Temps. Le temps. Notion abstraite. Un sourire neutre s'étira sur le visage du détenu. Il se souvint vaguement des questions qu'il se posait sur le temps avant.
—Pourquoi tu souris ? C'est pas drôle, Ulysse, ça ne fait rire personne de te voir dans cette situation. Moi... Moi ça me fait plutôt pleurer tu sais. Quand on était gamins, tu ne me faisais jamais pleurer. Tu me faisais rire, tu te souviens ? Il n'y avait que toi pour réussir à me faire rire. Maman n'était pas drôle et papa quand il l'était, ça ne durait jamais. J'aimerais que tu te souviennes tu sais. Et que je ne sois plus seul dans cette épreuve.
La voix se brisa. Le désespoir avait envahi César qui tentait en vain de retrouver chez son frère une once d'humanité et d'intelligence. La psychologue qui accompagnait Ulysse lui avait expliqué que son frère, pour se protéger du monde extérieur et de tout le mal qu'il avait subi plus jeune, s'était enfermé dans une sorte de bulle.

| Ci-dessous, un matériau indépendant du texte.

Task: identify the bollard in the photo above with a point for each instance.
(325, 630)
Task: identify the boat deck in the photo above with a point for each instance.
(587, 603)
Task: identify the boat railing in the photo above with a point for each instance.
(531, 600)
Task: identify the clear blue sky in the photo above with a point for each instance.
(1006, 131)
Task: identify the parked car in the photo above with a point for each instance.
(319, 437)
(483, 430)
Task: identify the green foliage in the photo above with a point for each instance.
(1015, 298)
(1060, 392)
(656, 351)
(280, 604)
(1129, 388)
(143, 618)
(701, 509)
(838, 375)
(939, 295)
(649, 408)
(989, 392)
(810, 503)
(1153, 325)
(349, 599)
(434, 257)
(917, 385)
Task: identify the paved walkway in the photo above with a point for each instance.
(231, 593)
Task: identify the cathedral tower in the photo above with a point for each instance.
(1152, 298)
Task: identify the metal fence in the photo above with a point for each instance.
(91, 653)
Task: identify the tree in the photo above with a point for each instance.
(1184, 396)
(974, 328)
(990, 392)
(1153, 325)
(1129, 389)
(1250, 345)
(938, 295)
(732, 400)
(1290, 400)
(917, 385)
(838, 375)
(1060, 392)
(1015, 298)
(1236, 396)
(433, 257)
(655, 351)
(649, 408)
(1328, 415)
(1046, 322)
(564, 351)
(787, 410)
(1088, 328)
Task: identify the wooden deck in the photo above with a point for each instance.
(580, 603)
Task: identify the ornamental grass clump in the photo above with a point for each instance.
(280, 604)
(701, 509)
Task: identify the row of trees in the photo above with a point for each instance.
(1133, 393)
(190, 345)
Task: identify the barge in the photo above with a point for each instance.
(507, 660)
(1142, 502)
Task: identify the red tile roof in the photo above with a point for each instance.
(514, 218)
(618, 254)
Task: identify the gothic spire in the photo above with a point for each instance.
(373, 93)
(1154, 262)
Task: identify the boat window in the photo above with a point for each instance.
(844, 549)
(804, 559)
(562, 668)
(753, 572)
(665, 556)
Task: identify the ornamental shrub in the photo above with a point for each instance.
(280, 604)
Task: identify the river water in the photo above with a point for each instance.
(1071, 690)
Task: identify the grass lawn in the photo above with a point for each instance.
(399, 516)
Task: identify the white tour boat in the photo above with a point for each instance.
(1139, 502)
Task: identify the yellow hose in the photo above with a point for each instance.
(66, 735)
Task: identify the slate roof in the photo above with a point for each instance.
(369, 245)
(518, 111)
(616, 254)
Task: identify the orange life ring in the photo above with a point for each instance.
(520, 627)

Pour enfin découvrir ce que c'était de vivre sans crainte et sans douleur.
César ne la croyait pas. Ulysse n'était pas égoïste. Il ne pouvait pas avoir choisi de se renfermer, quelque chose avait dû l'y forcer. Il ne m'aurait jamais abandonné ! avait hurlé le jeune homme avant de fuir l'entretien avec la psychologue.
—Je sais que t'as pas eu beaucoup le choix dans ta vie. Moi non plus. Mais on avait choisi de se soutenir tous les deux. Et t'es en train de briser notre pacte. Alors je vais te dire les choses clairement, une bonne fois pour toutes : tu as une minute pour m'expliquer ce qu'il t'arrive où moi aussi je vais finir par t'abandonner.

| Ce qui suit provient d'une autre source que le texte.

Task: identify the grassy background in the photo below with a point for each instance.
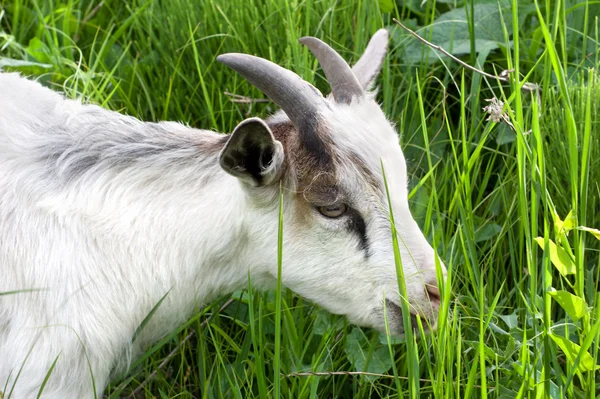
(492, 195)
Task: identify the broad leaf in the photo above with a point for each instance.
(559, 257)
(575, 307)
(572, 350)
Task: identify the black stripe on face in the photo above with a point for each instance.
(313, 144)
(356, 224)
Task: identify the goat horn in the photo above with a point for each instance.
(300, 100)
(343, 82)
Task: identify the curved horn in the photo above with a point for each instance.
(299, 99)
(368, 66)
(344, 85)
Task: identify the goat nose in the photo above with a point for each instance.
(432, 289)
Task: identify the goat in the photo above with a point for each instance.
(102, 216)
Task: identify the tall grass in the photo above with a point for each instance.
(503, 200)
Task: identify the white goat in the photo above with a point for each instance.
(102, 215)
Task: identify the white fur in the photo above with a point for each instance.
(95, 248)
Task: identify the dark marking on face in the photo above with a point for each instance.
(313, 143)
(356, 224)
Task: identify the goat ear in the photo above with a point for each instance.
(252, 154)
(368, 66)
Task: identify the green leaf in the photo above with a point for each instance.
(487, 232)
(568, 224)
(11, 62)
(572, 350)
(386, 5)
(594, 232)
(365, 357)
(451, 32)
(575, 306)
(559, 257)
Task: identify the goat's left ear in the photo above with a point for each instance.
(368, 66)
(252, 154)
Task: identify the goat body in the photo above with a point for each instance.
(102, 216)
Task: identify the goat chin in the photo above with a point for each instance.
(108, 223)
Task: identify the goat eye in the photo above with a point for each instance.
(333, 211)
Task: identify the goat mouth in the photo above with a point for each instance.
(394, 317)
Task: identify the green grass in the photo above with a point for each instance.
(482, 190)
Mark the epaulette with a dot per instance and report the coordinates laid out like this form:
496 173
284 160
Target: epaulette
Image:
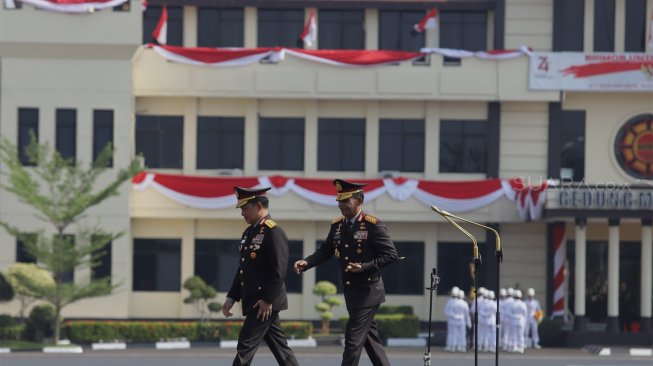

César s'arrêta. Il regrettait amèrement ses paroles. Il ferma les yeux pour ralentir les larmes qui voulaient quitter ses yeux et couler sur ses joues et se reprocha la dureté de ce qu'il venait de dire. C'était faux. Jamais il ne cesserait d'aimer son frère ou de le soutenir. Il l'avait protégé tant de fois, c'était à son tour de prendre soin de lui.
De l'autre côté de la table, la bulle qui entourait le cerveau d'Ulysse venait d'être percée. Il te reste une minute... Tic. Tac. La machine se remettait en route. Tic. Tac. Tic. Tac. Il te reste une minute ou tu perdras ton frère ! Tic. Tac. Tic. Tac. Agis ! Il ne pouvait perdre son frère. Pas lui sur qui il avait toujours pu compter. Pas lui qui comprenait sa souffrance, ses silences. Non ! Tic, tac, tic, tac,... La minute se volatilisait à toute vitesse, il perdait à nouveau le contrôle du temps.
On ne peut pas maîtriser le temps, comprit le jeune homme.
Il s'était fourvoyé. Vouloir le contrôler était insensé, utopique. Le temps est libre, aussi libre que le vent. Le temps est maître, il choisit, les hommes s'inclinent. Il décide, Ulysse subit.
Une migraine affreuse lui martelait les tempes. Le retour à la réalité était brusque. Les douleurs subies durant sa courte existence lui revenaient en pleine figure, accompagnées par les remords d'un passé sombre et cruel. Celui d'un homme froid qui avait séquestré des dizaines d'inconnus pour le seul plaisir de maîtriser le temps. Leur temps. Leurs vies, leurs peines,... Il les avait contrôlés comme on avait toujours contrôlé sa vie.
Il voyait clair à présent. Il était redevenu conscient du monde qui l'entourait et du passé qui lui appartenait. Le voile s'était levé. Et il se sentait sombrer dans un gouffre pire encore que celui du vide et de la solitude : celui de la douleur et du poids des erreurs.
—César... parvint à articuler faiblement Ulysse. Aide moi.